Sore Back At Work? Try These Simple Steps
It’s National ‘Safe work month’ this October, so create some healthier work habits that your back will thank you for with some ‘physio approved’ advice.
On any given day in Australia, one quarter of our population is suffering some degree of back pain, and nearly 80 per cent of adults in Australia will experience back pain at some time during their lives.
Are you among them?
Research by the University of Sydney found that one third of all work related disability, world-wide, was from low back pain linked to workplace factors.
So I’ve teamed up with the Workscore’s Wellhub team to bring you some simple steps to combat back pain while you work!

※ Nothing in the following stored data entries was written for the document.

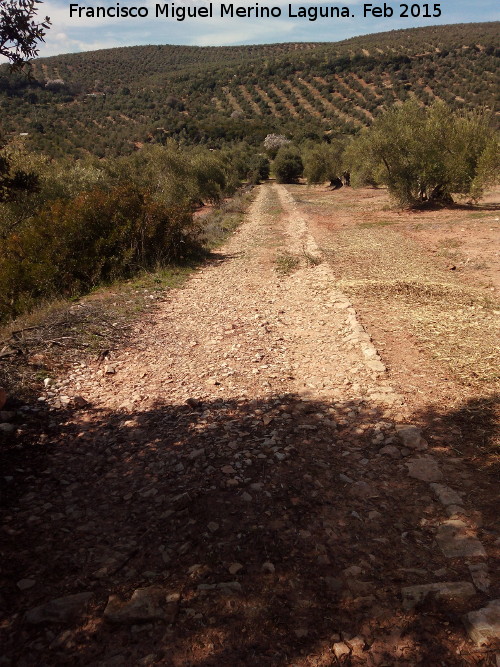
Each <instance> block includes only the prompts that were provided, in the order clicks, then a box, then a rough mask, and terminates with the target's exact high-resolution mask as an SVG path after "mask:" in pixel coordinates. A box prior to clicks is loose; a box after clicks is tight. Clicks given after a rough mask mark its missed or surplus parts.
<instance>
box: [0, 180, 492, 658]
mask: <svg viewBox="0 0 500 667" xmlns="http://www.w3.org/2000/svg"><path fill="white" fill-rule="evenodd" d="M336 284H337V283H336V278H335V275H334V271H333V270H332V267H331V264H330V263H329V262H326V261H324V257H323V255H322V253H321V251H320V249H319V248H318V246H317V245H316V241H315V239H314V238H313V236H312V235H311V232H310V230H309V227H308V220H307V218H306V217H305V216H304V215H303V214H302V213H301V211H300V210H299V208H298V207H297V204H296V202H295V201H294V199H293V197H292V195H291V194H290V192H289V191H287V190H286V189H285V188H284V187H283V186H278V185H276V184H271V183H269V184H266V185H264V186H262V187H260V188H258V191H257V196H256V199H255V201H254V203H253V204H252V207H251V209H250V211H249V213H248V216H247V221H246V222H245V224H244V225H242V227H241V228H240V229H239V230H238V232H237V233H236V234H235V235H234V236H233V237H232V238H231V240H230V241H229V242H228V243H227V244H226V246H224V248H223V249H222V251H221V252H220V253H219V255H218V256H217V257H216V259H215V260H214V261H213V262H211V263H210V264H208V265H207V266H206V267H205V268H204V269H203V270H201V271H199V272H198V273H197V274H195V276H194V277H193V278H192V279H191V280H189V281H188V283H187V284H186V286H185V287H184V288H183V289H179V290H172V291H171V292H169V293H168V294H167V296H166V298H165V300H164V301H163V302H161V303H159V305H158V308H157V309H156V310H155V311H154V312H151V313H150V314H149V315H147V316H145V317H143V318H142V319H141V320H140V321H139V323H138V324H137V326H136V327H135V331H134V335H133V337H132V338H131V339H130V341H129V344H128V345H124V346H122V347H121V348H120V349H118V350H117V351H116V352H113V353H109V354H108V355H107V356H106V357H105V358H101V359H99V360H95V361H93V362H89V363H86V362H81V363H80V362H77V363H75V364H74V368H73V369H72V372H70V373H68V374H67V375H66V376H63V377H56V378H47V379H46V381H45V392H44V393H43V395H41V396H40V401H39V403H40V405H39V406H33V405H25V406H22V407H21V408H20V409H19V411H18V415H17V416H16V417H15V418H13V417H12V416H9V415H4V421H5V423H6V424H7V426H6V427H5V431H6V434H5V437H9V438H11V437H19V438H23V437H24V438H25V439H28V440H29V441H30V442H31V443H32V446H31V448H30V449H29V450H27V449H26V447H22V446H21V445H19V450H18V455H17V456H13V457H12V458H10V459H9V467H8V469H6V470H5V473H6V474H5V500H6V502H5V511H4V513H3V521H2V526H3V538H2V555H3V559H4V560H3V565H2V571H1V576H2V584H3V587H2V597H1V604H2V619H3V620H2V624H1V631H2V634H3V637H4V639H3V642H2V643H3V656H2V658H1V659H0V662H1V664H5V665H10V664H12V665H23V666H24V665H26V666H27V665H64V664H82V665H106V666H108V665H109V666H111V665H168V666H175V667H177V666H181V665H183V666H188V665H190V666H193V667H194V666H196V667H202V666H203V667H205V666H206V667H208V666H209V665H214V666H215V665H217V666H228V667H233V666H237V665H242V666H243V665H245V666H246V665H252V666H253V665H255V666H257V665H258V666H260V665H269V666H283V667H285V666H287V667H288V666H289V667H291V666H292V665H293V666H295V667H306V666H312V665H315V666H320V665H324V666H327V665H381V666H382V665H401V666H403V665H419V664H421V665H446V666H449V665H468V664H477V665H495V664H498V660H499V659H500V653H498V654H496V653H495V648H497V650H500V649H498V645H497V644H495V642H498V639H499V636H500V601H499V597H500V589H499V587H498V580H497V578H496V576H495V575H496V574H497V572H496V568H495V562H498V560H495V559H498V550H499V546H500V540H499V538H498V534H497V533H495V529H494V526H492V525H491V524H490V523H489V522H487V523H486V524H485V523H484V522H483V521H482V519H481V516H480V515H479V513H478V512H477V508H476V507H475V505H474V504H473V499H474V494H473V492H472V491H473V489H474V485H475V479H474V472H473V471H472V470H471V469H470V468H469V467H467V466H466V465H464V462H463V460H462V458H461V457H460V456H458V455H457V452H456V450H455V449H454V448H453V446H451V445H449V444H448V443H447V441H446V438H443V436H442V435H440V431H439V428H440V426H439V423H437V422H438V420H437V421H436V423H433V422H430V421H427V422H426V421H425V420H421V421H419V422H418V423H417V422H415V420H414V419H413V418H412V411H411V409H410V405H409V401H408V399H407V398H406V393H407V389H406V388H405V386H403V384H402V382H401V378H400V377H399V376H398V377H397V382H394V381H393V380H394V378H393V377H392V376H391V373H390V372H388V370H387V368H386V366H385V364H384V360H383V358H381V356H380V355H379V353H378V351H377V349H376V348H375V347H374V345H373V343H372V340H371V338H370V335H369V332H368V331H366V330H365V328H364V327H363V326H362V324H361V323H360V319H359V317H358V314H357V312H356V310H355V308H354V307H353V304H352V303H351V301H350V300H349V298H348V297H347V296H346V294H345V293H343V292H341V291H339V289H338V288H337V286H336ZM47 411H48V414H49V420H48V421H47V423H46V425H45V426H44V430H43V432H41V433H40V432H39V431H40V429H39V424H40V423H41V421H40V419H39V418H38V417H37V415H39V414H40V412H43V413H44V414H46V413H47ZM11 417H12V418H11ZM16 421H17V422H18V423H17V424H16V423H15V422H16ZM11 422H12V424H11ZM9 426H10V428H9ZM12 427H13V428H14V429H17V433H16V434H14V433H9V430H12Z"/></svg>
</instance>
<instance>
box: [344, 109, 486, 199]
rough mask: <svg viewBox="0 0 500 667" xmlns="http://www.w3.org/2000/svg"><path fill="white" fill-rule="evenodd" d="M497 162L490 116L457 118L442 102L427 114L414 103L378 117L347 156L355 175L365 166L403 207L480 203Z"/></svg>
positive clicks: (457, 116) (474, 113) (363, 134)
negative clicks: (432, 204)
mask: <svg viewBox="0 0 500 667" xmlns="http://www.w3.org/2000/svg"><path fill="white" fill-rule="evenodd" d="M496 156H498V142H497V139H496V137H495V134H494V132H493V130H492V129H491V127H490V115H489V114H488V113H487V112H485V111H483V110H478V111H474V112H469V113H466V112H460V113H459V112H453V111H452V110H451V109H450V108H449V107H448V106H447V105H446V104H444V103H442V102H438V103H435V104H433V105H432V106H431V107H427V108H425V107H420V106H419V105H418V104H417V103H415V102H413V101H409V102H406V103H405V104H403V105H401V106H399V107H396V106H394V107H393V108H392V109H390V110H389V111H387V112H386V113H384V114H383V115H382V116H380V117H378V118H377V119H376V120H375V122H374V123H373V125H372V126H371V127H370V128H367V129H366V130H364V131H363V132H362V133H361V134H360V136H359V137H358V138H356V139H355V140H354V141H353V142H352V145H351V146H350V147H349V150H348V154H347V157H348V160H349V162H350V167H351V168H352V169H353V170H355V169H356V166H361V167H362V168H363V169H364V170H365V171H369V172H370V173H372V174H377V176H378V177H379V178H380V179H381V180H382V182H383V183H385V184H386V185H387V186H388V188H389V191H390V193H391V194H392V195H393V197H394V198H395V199H396V200H397V201H398V203H400V204H401V205H403V206H418V205H420V204H423V203H426V202H440V203H451V202H452V201H453V200H452V196H453V195H465V196H469V197H471V198H474V199H477V198H479V197H480V196H481V194H482V192H483V190H484V187H485V186H486V185H487V184H488V182H492V181H494V180H495V179H496V178H497V176H498V172H497V169H496V168H495V161H496V160H497V159H498V158H497V157H496ZM495 172H496V173H495Z"/></svg>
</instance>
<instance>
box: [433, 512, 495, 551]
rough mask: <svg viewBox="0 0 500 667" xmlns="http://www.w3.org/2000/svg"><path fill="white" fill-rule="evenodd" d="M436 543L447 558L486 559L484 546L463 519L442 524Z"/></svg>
mask: <svg viewBox="0 0 500 667" xmlns="http://www.w3.org/2000/svg"><path fill="white" fill-rule="evenodd" d="M436 541H437V543H438V545H439V548H440V549H441V551H442V552H443V554H444V555H445V556H446V557H447V558H470V557H473V556H480V557H483V558H485V557H486V551H485V550H484V547H483V545H482V544H481V542H480V541H479V540H478V539H477V537H476V536H475V535H474V533H473V531H472V530H471V529H470V528H469V526H468V525H467V524H466V523H465V521H462V520H461V519H448V520H447V521H445V522H444V523H442V524H441V525H440V526H439V528H438V532H437V535H436Z"/></svg>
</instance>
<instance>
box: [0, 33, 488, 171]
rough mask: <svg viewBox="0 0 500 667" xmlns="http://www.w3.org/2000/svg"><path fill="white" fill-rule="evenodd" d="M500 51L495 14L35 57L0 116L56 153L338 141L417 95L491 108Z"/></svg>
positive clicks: (426, 100)
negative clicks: (284, 38)
mask: <svg viewBox="0 0 500 667" xmlns="http://www.w3.org/2000/svg"><path fill="white" fill-rule="evenodd" d="M498 56H499V50H498V23H485V24H464V25H453V26H433V27H428V28H416V29H409V30H400V31H391V32H388V33H380V34H377V35H367V36H363V37H357V38H354V39H349V40H345V41H343V42H338V43H334V44H321V43H317V44H297V43H292V44H274V45H258V46H241V47H210V48H201V47H187V46H140V47H127V48H119V49H104V50H101V51H95V52H89V53H78V54H69V55H62V56H54V57H51V58H44V59H40V60H36V61H34V63H33V65H32V68H31V73H32V78H31V79H29V78H27V77H26V76H25V75H23V74H22V73H20V72H19V73H18V74H16V75H15V76H12V75H11V74H10V73H9V69H8V67H7V66H5V67H0V118H1V120H0V124H1V126H2V128H3V132H4V134H6V135H9V136H15V135H19V134H20V133H27V145H28V146H29V148H31V149H34V150H39V151H42V152H43V153H45V154H46V155H49V156H51V157H67V156H74V157H79V158H82V157H85V156H88V155H89V154H94V155H97V156H98V157H101V158H102V157H116V156H119V155H124V154H130V153H133V152H135V151H137V149H138V148H140V147H141V146H143V145H145V144H162V145H163V144H165V143H166V142H167V141H168V139H172V138H173V139H175V140H176V141H177V142H178V143H179V144H181V145H193V144H196V145H200V144H202V145H206V146H207V147H209V148H214V149H218V148H222V147H223V146H227V145H230V146H235V145H237V144H238V143H240V142H242V141H245V142H247V143H248V144H250V145H251V146H253V147H261V146H262V141H263V140H264V138H265V137H266V136H267V135H269V134H278V135H279V134H281V135H284V136H285V137H286V138H288V139H290V138H292V139H293V140H294V142H296V143H302V142H304V141H307V140H313V141H318V140H325V141H330V140H331V139H332V138H335V137H338V136H341V135H347V136H348V135H355V134H357V133H358V132H359V131H360V129H362V128H363V127H365V126H367V125H370V124H371V123H372V122H373V120H374V119H375V118H377V117H378V116H379V115H380V114H381V113H383V112H384V110H387V109H389V108H391V107H392V105H393V104H394V103H398V104H399V103H400V102H405V101H407V100H409V99H415V100H416V101H417V102H418V103H419V104H422V105H425V106H428V105H429V104H431V103H432V102H433V101H435V100H437V99H440V100H443V101H444V102H446V103H447V104H448V105H449V106H450V107H451V108H452V109H455V110H472V109H475V108H478V107H479V106H485V107H488V108H489V109H491V110H493V111H495V105H496V104H497V97H498V85H497V72H498V69H499V63H498ZM270 157H274V156H273V155H271V156H270Z"/></svg>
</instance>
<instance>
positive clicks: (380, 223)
mask: <svg viewBox="0 0 500 667" xmlns="http://www.w3.org/2000/svg"><path fill="white" fill-rule="evenodd" d="M393 224H394V223H393V222H388V221H387V220H380V221H376V222H358V224H357V227H361V228H362V229H371V228H373V227H375V228H376V227H387V226H388V225H393Z"/></svg>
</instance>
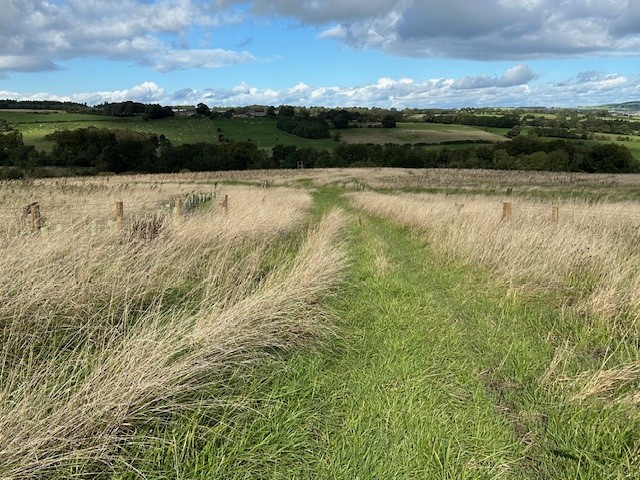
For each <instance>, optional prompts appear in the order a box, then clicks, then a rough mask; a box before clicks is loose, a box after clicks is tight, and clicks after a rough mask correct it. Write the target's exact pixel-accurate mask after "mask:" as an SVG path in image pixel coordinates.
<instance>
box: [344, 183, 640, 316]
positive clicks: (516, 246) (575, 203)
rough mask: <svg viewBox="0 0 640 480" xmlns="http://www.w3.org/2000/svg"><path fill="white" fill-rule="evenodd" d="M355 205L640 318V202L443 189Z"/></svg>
mask: <svg viewBox="0 0 640 480" xmlns="http://www.w3.org/2000/svg"><path fill="white" fill-rule="evenodd" d="M349 198H350V199H351V201H352V202H353V203H354V204H356V205H357V206H359V207H361V208H364V209H366V210H368V211H369V212H371V213H374V214H377V215H383V216H385V217H388V218H391V219H393V220H394V221H395V222H397V223H401V224H405V225H411V226H414V227H416V228H418V229H419V230H420V231H421V232H422V234H423V235H424V236H426V237H427V238H428V239H429V240H430V241H431V242H432V243H433V245H434V246H435V247H436V248H437V249H439V250H440V251H442V252H443V253H444V254H446V255H450V256H453V257H456V258H466V259H468V260H469V261H471V262H477V263H481V264H484V265H486V266H488V267H490V268H491V269H492V270H494V271H495V272H496V273H497V274H498V275H500V276H501V277H502V278H504V279H506V280H507V282H509V284H510V285H512V286H513V288H517V289H519V290H520V291H522V292H538V291H541V290H545V291H553V292H562V293H563V294H564V300H565V302H567V304H569V305H572V306H573V308H577V309H578V310H580V311H584V312H588V313H590V314H594V315H596V316H597V317H600V318H603V319H605V321H607V322H609V321H610V320H611V319H615V320H616V321H618V322H619V324H620V325H619V326H621V327H623V328H629V326H630V325H635V323H636V322H637V319H638V318H640V296H639V295H640V293H639V292H640V288H638V287H640V283H639V282H640V280H639V278H640V253H639V252H638V250H637V242H638V234H637V221H638V219H639V218H640V206H639V205H638V204H636V203H631V202H625V203H617V204H588V203H585V202H564V203H562V204H561V205H560V212H561V214H560V219H559V220H558V221H553V220H552V216H551V213H552V208H551V205H550V204H545V203H540V202H527V201H524V200H520V201H517V202H516V201H515V200H512V202H513V217H512V218H511V219H510V220H509V221H502V219H501V212H502V202H501V200H498V199H496V200H493V199H489V198H484V197H482V198H479V197H453V196H451V197H450V196H444V195H428V194H411V195H410V194H406V195H382V194H378V193H373V192H365V193H358V194H350V197H349Z"/></svg>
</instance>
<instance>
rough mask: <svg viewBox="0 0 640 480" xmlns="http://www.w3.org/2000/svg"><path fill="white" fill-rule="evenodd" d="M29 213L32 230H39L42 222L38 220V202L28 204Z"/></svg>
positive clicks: (39, 209) (39, 212) (38, 205)
mask: <svg viewBox="0 0 640 480" xmlns="http://www.w3.org/2000/svg"><path fill="white" fill-rule="evenodd" d="M29 214H30V215H31V226H32V227H33V231H34V232H38V231H40V227H42V224H41V222H40V205H38V202H35V203H32V204H31V205H29Z"/></svg>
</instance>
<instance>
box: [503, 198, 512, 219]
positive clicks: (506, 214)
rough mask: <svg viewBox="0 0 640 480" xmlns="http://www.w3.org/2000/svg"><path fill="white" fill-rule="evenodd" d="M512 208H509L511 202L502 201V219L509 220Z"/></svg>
mask: <svg viewBox="0 0 640 480" xmlns="http://www.w3.org/2000/svg"><path fill="white" fill-rule="evenodd" d="M512 213H513V210H512V209H511V202H504V203H503V204H502V219H503V220H509V219H510V218H511V214H512Z"/></svg>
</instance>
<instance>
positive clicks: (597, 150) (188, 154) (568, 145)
mask: <svg viewBox="0 0 640 480" xmlns="http://www.w3.org/2000/svg"><path fill="white" fill-rule="evenodd" d="M48 140H50V141H52V142H54V146H53V149H52V150H51V152H50V153H46V152H38V151H36V150H35V148H34V147H33V146H25V145H24V143H23V141H22V135H21V134H20V133H19V132H16V131H8V132H3V133H1V134H0V166H2V167H3V168H1V169H0V174H1V175H0V176H2V177H4V178H18V177H19V176H21V175H24V173H25V172H26V173H28V174H32V175H35V174H38V173H39V172H42V171H43V170H44V171H46V169H43V168H42V167H64V168H65V169H66V170H67V172H69V173H73V172H75V173H77V174H97V173H100V172H113V173H123V172H139V173H160V172H169V173H172V172H180V171H183V170H189V171H217V170H246V169H269V168H296V167H297V166H300V165H303V166H304V167H305V168H331V167H403V168H485V169H500V170H549V171H567V172H589V173H634V172H640V162H638V160H636V159H635V158H634V157H633V155H632V154H631V151H630V150H629V149H627V148H626V147H624V146H623V145H619V144H613V143H610V144H604V143H598V144H588V143H585V142H575V141H568V140H562V139H557V140H552V141H543V140H541V139H538V138H535V137H531V136H520V137H516V138H514V139H513V140H511V141H510V142H502V143H498V144H486V145H480V146H477V145H475V146H469V147H466V148H464V147H463V148H460V146H458V148H446V147H445V148H442V147H440V148H437V149H434V148H431V147H429V146H425V145H398V144H387V145H373V144H339V145H338V146H337V147H336V148H335V150H334V151H333V152H329V151H327V150H321V149H315V148H297V147H295V146H285V145H277V146H275V147H274V148H273V150H272V152H271V153H268V152H266V151H264V150H262V149H259V148H258V147H257V145H255V144H254V143H253V142H248V141H247V142H232V141H224V142H220V143H215V144H212V143H197V144H185V145H177V146H174V145H172V144H171V142H170V141H169V140H167V139H166V138H165V137H164V136H162V135H156V134H150V133H140V132H133V131H130V130H112V129H101V128H95V127H89V128H81V129H77V130H64V131H58V132H55V133H53V134H51V135H50V136H49V137H48ZM7 167H10V168H7Z"/></svg>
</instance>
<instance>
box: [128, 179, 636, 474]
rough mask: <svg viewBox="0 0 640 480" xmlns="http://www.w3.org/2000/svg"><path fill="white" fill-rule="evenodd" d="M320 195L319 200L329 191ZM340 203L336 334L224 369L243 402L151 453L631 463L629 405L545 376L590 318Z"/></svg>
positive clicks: (524, 463)
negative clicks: (448, 258) (573, 400)
mask: <svg viewBox="0 0 640 480" xmlns="http://www.w3.org/2000/svg"><path fill="white" fill-rule="evenodd" d="M316 199H317V202H318V212H319V213H320V212H323V211H326V210H327V209H328V208H329V206H330V205H332V204H335V203H336V202H337V201H338V200H337V191H335V190H334V191H331V190H321V191H320V192H319V193H318V194H317V195H316ZM351 213H352V225H351V228H350V231H349V234H348V236H349V242H350V250H351V258H352V263H351V267H350V271H349V276H348V280H347V282H346V283H345V285H344V286H343V288H342V289H341V290H340V291H339V293H338V294H337V295H336V296H335V297H334V298H333V299H331V300H330V302H331V304H332V306H333V310H334V312H335V314H336V316H337V317H338V318H339V319H340V320H339V337H340V338H338V339H336V341H335V343H334V344H333V345H332V346H330V347H327V348H325V349H324V350H321V351H319V352H317V351H316V352H297V353H294V354H293V355H292V356H289V357H288V358H285V359H282V362H274V363H270V364H268V365H266V366H262V367H259V368H257V369H256V371H254V372H253V375H251V376H250V377H249V380H247V378H242V379H240V381H239V382H236V383H234V382H233V381H232V382H230V384H229V388H230V389H231V391H233V392H234V394H233V395H234V398H243V399H244V404H245V408H242V409H238V408H236V407H234V408H233V409H230V410H229V409H227V410H224V409H223V411H222V413H221V415H220V416H218V417H217V418H212V419H210V421H209V424H207V419H206V412H202V414H201V415H200V416H199V417H196V418H193V417H191V418H186V419H182V420H180V421H179V422H178V424H177V425H178V426H177V427H176V428H175V429H174V430H173V431H172V432H170V435H168V436H167V437H165V441H164V443H163V445H164V446H163V447H162V448H158V449H156V450H147V452H146V453H147V455H149V452H150V451H151V452H152V455H151V456H150V457H149V458H148V460H149V465H155V467H153V468H159V467H158V466H159V465H163V467H162V468H161V471H162V474H163V476H166V477H169V476H170V475H171V472H174V475H176V474H177V475H179V478H225V479H226V478H229V479H231V478H233V479H241V478H242V479H245V478H246V479H249V478H265V479H266V478H269V479H285V478H286V479H289V478H296V479H297V478H300V479H312V478H313V479H316V478H319V479H343V478H344V479H355V478H358V479H362V480H364V479H379V478H380V479H387V478H389V479H391V478H400V479H404V478H415V479H422V478H451V479H453V478H455V479H459V478H470V479H471V478H473V479H476V478H492V479H493V478H510V479H511V478H539V479H544V478H594V479H596V478H636V475H638V474H639V473H640V468H639V465H638V460H637V455H636V453H637V452H638V448H639V447H640V434H639V432H640V428H639V427H640V425H639V423H638V419H637V418H636V417H635V416H629V412H628V409H625V408H622V407H620V406H616V405H609V404H606V403H604V404H603V403H599V402H585V403H580V402H577V403H576V402H571V401H568V400H567V398H566V397H565V396H564V395H563V393H562V392H559V391H557V390H554V389H553V388H547V385H546V384H545V381H544V379H545V376H548V375H547V374H548V372H549V365H550V363H552V359H553V357H554V352H556V351H557V349H558V348H559V346H561V345H562V343H563V342H565V341H571V342H575V343H579V342H580V341H581V338H586V337H587V336H588V332H587V330H588V328H589V327H588V325H585V324H582V323H580V321H579V320H578V319H572V318H568V317H565V316H563V315H561V312H560V311H559V310H557V309H555V308H554V307H553V306H550V305H547V304H545V303H544V302H543V301H536V300H533V301H531V300H529V301H527V302H525V301H523V300H519V299H518V298H517V297H514V296H512V295H507V294H506V289H501V288H500V287H498V286H496V285H495V284H493V283H491V282H490V281H489V277H488V276H487V275H485V274H484V273H482V272H481V271H478V270H472V269H471V268H470V267H469V266H468V265H462V264H457V263H455V262H451V261H448V262H445V261H444V260H442V259H441V258H439V257H438V256H437V255H435V254H434V253H433V252H432V250H431V247H430V246H429V245H428V244H426V243H425V242H424V241H423V240H420V239H419V238H417V237H416V236H414V235H413V234H412V233H411V231H410V230H409V229H407V228H398V227H395V226H392V225H390V224H389V223H387V222H385V221H382V220H379V219H377V218H375V217H371V216H368V215H366V214H364V213H362V212H360V211H358V210H353V209H352V210H351ZM587 357H588V355H587ZM582 361H583V362H584V368H587V367H588V366H590V365H592V364H594V363H597V362H598V361H599V359H598V357H597V354H596V353H594V354H593V356H592V357H590V358H585V359H583V360H582ZM152 471H153V470H152ZM155 471H156V472H159V470H155ZM131 478H136V477H135V475H133V476H132V477H131Z"/></svg>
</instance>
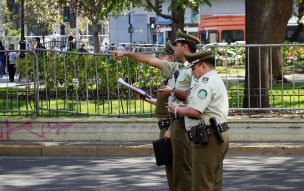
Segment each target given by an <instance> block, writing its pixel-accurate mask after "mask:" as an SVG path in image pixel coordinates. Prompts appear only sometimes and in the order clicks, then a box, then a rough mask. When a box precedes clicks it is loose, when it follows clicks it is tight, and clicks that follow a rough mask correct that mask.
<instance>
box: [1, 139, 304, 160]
mask: <svg viewBox="0 0 304 191" xmlns="http://www.w3.org/2000/svg"><path fill="white" fill-rule="evenodd" d="M228 154H233V155H251V154H254V155H256V154H258V155H270V156H271V155H278V156H285V155H303V154H304V144H303V143H302V142H299V143H283V142H282V143H278V142H276V143H252V142H251V143H250V142H247V143H239V142H238V143H235V142H234V143H230V148H229V152H228ZM152 155H154V154H153V148H152V144H151V143H149V142H29V141H22V142H20V141H10V142H1V143H0V156H24V157H105V156H152Z"/></svg>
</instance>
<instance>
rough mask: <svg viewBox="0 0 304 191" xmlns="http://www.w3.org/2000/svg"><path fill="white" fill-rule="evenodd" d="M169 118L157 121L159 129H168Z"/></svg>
mask: <svg viewBox="0 0 304 191" xmlns="http://www.w3.org/2000/svg"><path fill="white" fill-rule="evenodd" d="M170 123H171V120H170V119H163V120H159V121H158V127H159V129H168V128H169V126H170Z"/></svg>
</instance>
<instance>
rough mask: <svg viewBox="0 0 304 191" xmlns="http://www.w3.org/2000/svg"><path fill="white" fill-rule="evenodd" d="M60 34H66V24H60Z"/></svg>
mask: <svg viewBox="0 0 304 191" xmlns="http://www.w3.org/2000/svg"><path fill="white" fill-rule="evenodd" d="M60 35H65V26H64V25H63V24H62V25H60Z"/></svg>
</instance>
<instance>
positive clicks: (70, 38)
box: [67, 35, 76, 51]
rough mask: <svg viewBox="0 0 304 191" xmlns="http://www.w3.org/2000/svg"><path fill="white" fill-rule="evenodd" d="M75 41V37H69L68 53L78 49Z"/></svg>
mask: <svg viewBox="0 0 304 191" xmlns="http://www.w3.org/2000/svg"><path fill="white" fill-rule="evenodd" d="M73 40H74V37H73V36H71V35H70V36H69V37H68V45H67V50H68V51H74V50H75V49H76V44H75V43H74V42H73Z"/></svg>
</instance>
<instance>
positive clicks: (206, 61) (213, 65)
mask: <svg viewBox="0 0 304 191" xmlns="http://www.w3.org/2000/svg"><path fill="white" fill-rule="evenodd" d="M203 61H204V62H205V63H207V64H209V65H211V66H213V67H215V58H214V56H212V57H209V58H206V59H204V60H203Z"/></svg>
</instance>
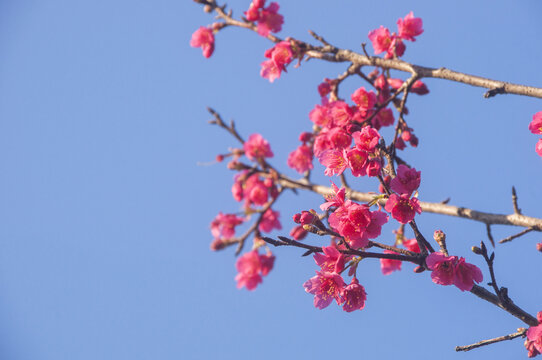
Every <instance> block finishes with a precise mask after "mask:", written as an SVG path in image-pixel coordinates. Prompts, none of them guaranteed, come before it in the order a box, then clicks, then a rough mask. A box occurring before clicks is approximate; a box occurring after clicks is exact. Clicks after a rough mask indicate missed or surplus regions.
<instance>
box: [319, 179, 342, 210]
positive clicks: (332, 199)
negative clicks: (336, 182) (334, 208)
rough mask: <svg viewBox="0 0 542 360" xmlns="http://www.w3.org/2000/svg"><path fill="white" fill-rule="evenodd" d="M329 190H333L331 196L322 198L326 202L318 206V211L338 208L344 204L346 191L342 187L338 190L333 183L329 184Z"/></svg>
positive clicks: (329, 195)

If you sit at a desk a lot, you really must move often. Moving for 2 minutes every half hour is the gold standard. But that doesn’t mean you have to get up from your desk!
Try doing some pelvic tilts to loosen your low back; tucking your tailbone under, then tilting it in the air again. Repeat 10 or 20 times.
Then try tilting from side to side, lifting one butt cheek off and then the other 10-20 times.
When you’re finished tilting, make sure you’ve wedged your buttock right back in the chair.This way, your pelvis and low back is more supported and your back muscles can relax.
Perching on the edge of your chair or crossing your legs are among the ‘posture sins’ of sitting and also place extra load on your back.
I therefore suggest you set a timer to move (doing your pelvic tilts or other ‘workstation workout exercises’) every half hour, then make sure you wiggle yourself right back in the chair when you’ve finished.
If you stand a lot of the day, you’re also highly likely to get an achy back and maybe even sore legs.
If you’re indoors, standing in the one place a lot (say, at a reception desk), you may find a rubber mat helps take some strain off your back and legs.
Another option that’s handy is to use a low footrest (like the ones you’d put under a traditional desk), to rest one leg on at a time.
When you stand in a split stance, with one foot forwards and one back, you change up your weight distribution. This uses different muscles and allows your legs to absorb the load of standing better. It’s easy, then, to switch legs when you get a bit tired.
You can even try doing some small lunges forwards onto the step to wake your muscles up and boost your circulation.
Calf raises and mini-squats can also be simple and effective in helping your circulation and switching muscles back on. This stimulates the muscles that support your spine and help you stand for longer pain-free!
Doing pelvic tilts forwards and backwards while you’re standing is also a simple way to keep your low back/ pelvis flexible and reduce pain.
If you’re doing a fair bit of manual work, you’re probably familiar with using good lifting techniques…
Making sure you have load close to your body, below waist height where possible and bending at the hips and knees- rather than your back- are all essential ‘rules’ to keep in mind when you’re lifting and carrying.
But if you find your knees aren’t up to the task, or you’re lifting or bending repeatedly, it can be really helpful to use a ‘split stance’. Like with standing, having one foot forwards and one back helps you generate most force from your powerful leg and hip muscles.
This means it’s easier to protect your back, and is also easier on your knees and ankles than a straight squat. Plus, you’ll really benefit from doing the exercises mentioned above to condition your back and legs for your work.